On the 13 and 14 June 2023, the iSimangaliso Wetland Park held its quarterly meeting with small-scale fishers from the surrounding areas in St Lucia, Kwa-Zulu Natal (KZN). During the meeting, small-scale fishers from Coastal links KZN took the opportunity to raise serious concerns around the draft Estuary Management Plans for St Lucia, Mgobozeleni and Kosi Bay Estuaries.

iSimangaliso has three major estuary systems, viz. Lake St Lucia, Mgobozeleni and Kosi Bay, all of which are categorised as estuarine coastal lakes. The lake system has historically been a very significant source of food and livelihood for the communities that settled in this region.

An Estuary Management Plan (EMP) follows a three-step process that involves a scoping phase (Situation Assessment Report), objecting setting phase and the development of the implementation phase. Coastal Links KZN had expressed serious concerns regarding the Estuary Management plans as it does not recognise small-scale fishing taking place in the estuaries situated within the iSimangaliso Wetland Park.

Some of the concerns regarding the plans include, the fact the management plans propose that only subsistence fishing be allowed, limited to personal consumption. It also fails to acknowledge the existence of 15 Small-Scale Fisheries (SSF) cooperatives and their current status. Despite being granted rights, these cooperatives face obstacles in exercising them due to restricted access to water bodies and limitations imposed by Marine Protected Areas (MPAs).

iSimangaliso had initially scheduled dates for a proposed public participation process starting from 21 June, which was designed as roadshows to engage with the community regarding the draft Estuary Management Plans (EMPs). However, an important requirement stipulated in the National Estuarine Management Protocol of 2021 (“the Protocol”) is that a Situation Assessment Report (SAR) must be completed before initiating the consultation process for the draft management plans.

In the current SAR, there is no information pertaining to the socio-economic profiles of the fishing communities surrounding the park. On 20 June, a letter was sent by the Legal Resources Centre (LRC) on behalf of the fishers to raise this issue and stated that the current draft does not provide information on socio-economic profiles of fishing communities and makes no reference to the customary rights of local communities.

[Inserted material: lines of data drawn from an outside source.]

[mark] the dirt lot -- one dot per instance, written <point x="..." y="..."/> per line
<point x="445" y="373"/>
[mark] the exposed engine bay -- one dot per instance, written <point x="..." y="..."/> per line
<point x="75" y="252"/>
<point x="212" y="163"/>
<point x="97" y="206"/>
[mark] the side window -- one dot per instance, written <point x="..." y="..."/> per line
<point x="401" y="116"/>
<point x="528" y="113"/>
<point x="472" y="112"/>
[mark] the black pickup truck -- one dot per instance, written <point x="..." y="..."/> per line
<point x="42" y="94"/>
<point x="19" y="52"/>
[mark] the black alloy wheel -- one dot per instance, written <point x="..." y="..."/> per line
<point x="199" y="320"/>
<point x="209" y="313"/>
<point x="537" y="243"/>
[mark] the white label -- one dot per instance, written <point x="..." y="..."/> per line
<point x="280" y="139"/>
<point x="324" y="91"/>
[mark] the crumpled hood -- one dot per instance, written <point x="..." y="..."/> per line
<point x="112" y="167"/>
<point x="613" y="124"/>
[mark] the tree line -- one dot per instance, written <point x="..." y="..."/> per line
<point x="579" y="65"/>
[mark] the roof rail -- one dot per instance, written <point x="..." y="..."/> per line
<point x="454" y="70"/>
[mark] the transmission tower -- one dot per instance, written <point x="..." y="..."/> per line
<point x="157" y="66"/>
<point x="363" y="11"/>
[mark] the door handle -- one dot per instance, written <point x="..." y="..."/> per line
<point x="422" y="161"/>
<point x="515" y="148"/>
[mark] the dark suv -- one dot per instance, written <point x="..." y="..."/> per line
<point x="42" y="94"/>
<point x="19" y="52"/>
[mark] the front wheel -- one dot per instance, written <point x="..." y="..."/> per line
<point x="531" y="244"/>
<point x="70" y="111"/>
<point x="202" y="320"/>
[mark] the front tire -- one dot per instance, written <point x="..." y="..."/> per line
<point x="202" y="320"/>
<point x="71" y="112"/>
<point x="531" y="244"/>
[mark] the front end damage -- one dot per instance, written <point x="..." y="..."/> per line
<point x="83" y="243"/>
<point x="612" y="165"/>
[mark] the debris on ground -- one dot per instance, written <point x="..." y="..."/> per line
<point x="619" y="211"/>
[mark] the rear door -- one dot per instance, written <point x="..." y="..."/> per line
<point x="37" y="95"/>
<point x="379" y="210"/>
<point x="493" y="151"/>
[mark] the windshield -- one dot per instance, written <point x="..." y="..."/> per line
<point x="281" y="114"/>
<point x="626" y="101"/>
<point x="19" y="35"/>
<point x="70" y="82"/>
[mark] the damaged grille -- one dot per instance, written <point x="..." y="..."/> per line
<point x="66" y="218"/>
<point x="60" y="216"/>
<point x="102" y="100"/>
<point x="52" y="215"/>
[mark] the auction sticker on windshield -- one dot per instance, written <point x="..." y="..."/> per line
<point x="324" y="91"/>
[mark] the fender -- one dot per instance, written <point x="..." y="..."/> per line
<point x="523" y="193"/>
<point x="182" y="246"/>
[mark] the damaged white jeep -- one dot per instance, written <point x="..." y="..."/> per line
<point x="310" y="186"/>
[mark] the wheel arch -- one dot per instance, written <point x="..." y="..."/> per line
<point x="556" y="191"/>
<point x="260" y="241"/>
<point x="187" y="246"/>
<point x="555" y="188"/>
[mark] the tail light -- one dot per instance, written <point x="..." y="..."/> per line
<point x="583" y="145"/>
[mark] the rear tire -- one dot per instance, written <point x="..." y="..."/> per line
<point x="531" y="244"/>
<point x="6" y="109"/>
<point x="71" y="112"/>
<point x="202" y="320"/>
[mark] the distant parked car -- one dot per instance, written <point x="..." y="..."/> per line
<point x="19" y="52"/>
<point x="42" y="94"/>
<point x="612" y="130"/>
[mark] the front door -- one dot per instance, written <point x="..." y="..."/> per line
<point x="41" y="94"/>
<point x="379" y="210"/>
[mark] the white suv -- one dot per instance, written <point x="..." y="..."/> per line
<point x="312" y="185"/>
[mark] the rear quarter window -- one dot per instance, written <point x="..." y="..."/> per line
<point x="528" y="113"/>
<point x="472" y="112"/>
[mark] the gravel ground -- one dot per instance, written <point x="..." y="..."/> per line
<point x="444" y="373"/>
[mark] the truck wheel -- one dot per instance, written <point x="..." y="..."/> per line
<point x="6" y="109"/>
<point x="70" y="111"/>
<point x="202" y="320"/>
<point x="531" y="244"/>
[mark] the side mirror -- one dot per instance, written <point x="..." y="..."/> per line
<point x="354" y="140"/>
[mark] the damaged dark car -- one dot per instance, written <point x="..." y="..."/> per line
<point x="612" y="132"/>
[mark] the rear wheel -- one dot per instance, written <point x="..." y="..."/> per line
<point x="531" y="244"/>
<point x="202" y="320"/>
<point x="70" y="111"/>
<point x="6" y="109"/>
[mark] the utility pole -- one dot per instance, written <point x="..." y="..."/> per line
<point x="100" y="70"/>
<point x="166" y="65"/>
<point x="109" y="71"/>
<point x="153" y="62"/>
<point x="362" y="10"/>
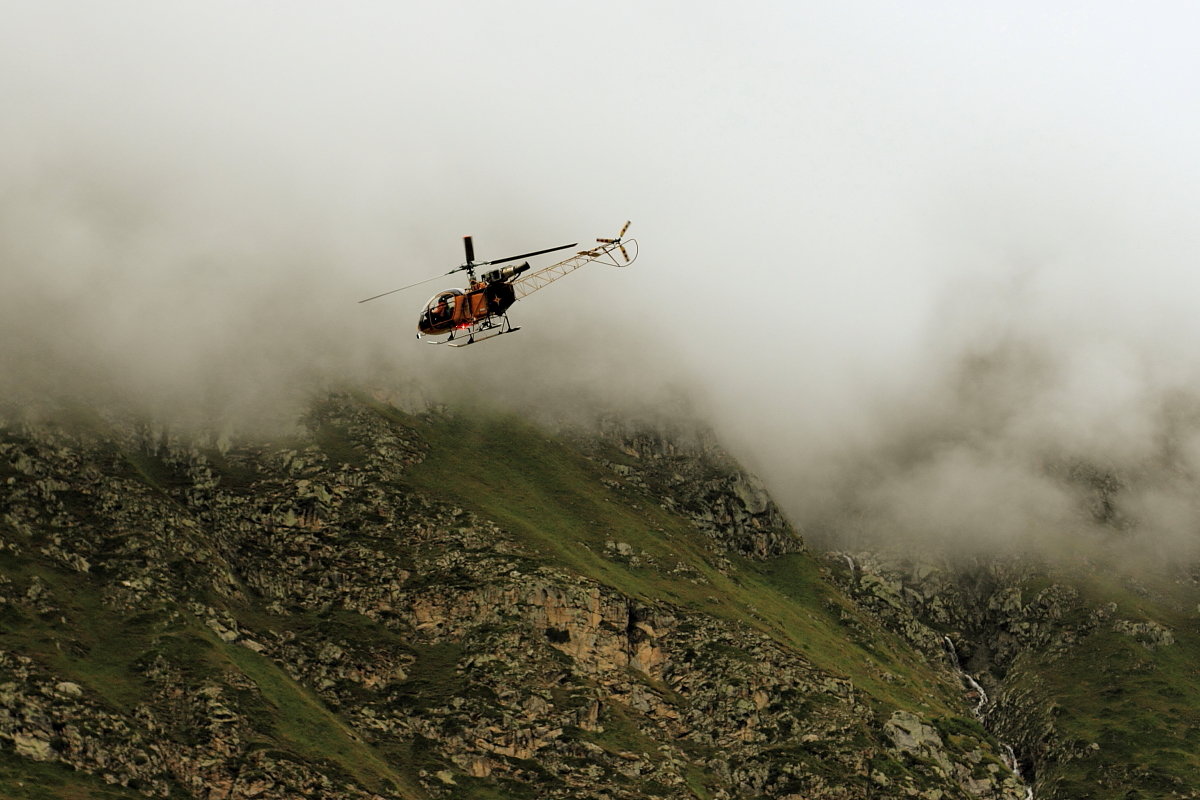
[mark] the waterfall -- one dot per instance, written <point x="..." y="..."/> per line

“It is important to understand that the EMP consultation cannot take place without a completed Situation Assessment report. Without the socio-economic profile of fishing communities included in the plan the report is therefore incomplete and consultation is not to take place as consultants will not be fully informed” said Carmen Mannarino from Masifundise.

In a meeting with DFFE, Legal Resources Centre, One Ocean Hub (OOH) and Masifundise on 5 July, the Department of Forestry, Fisheries and the Environment (DFFE) agreed that while consultation continues there will be another draft management plan that included the necessary information for fishers so they are able to effectively participate in consultation.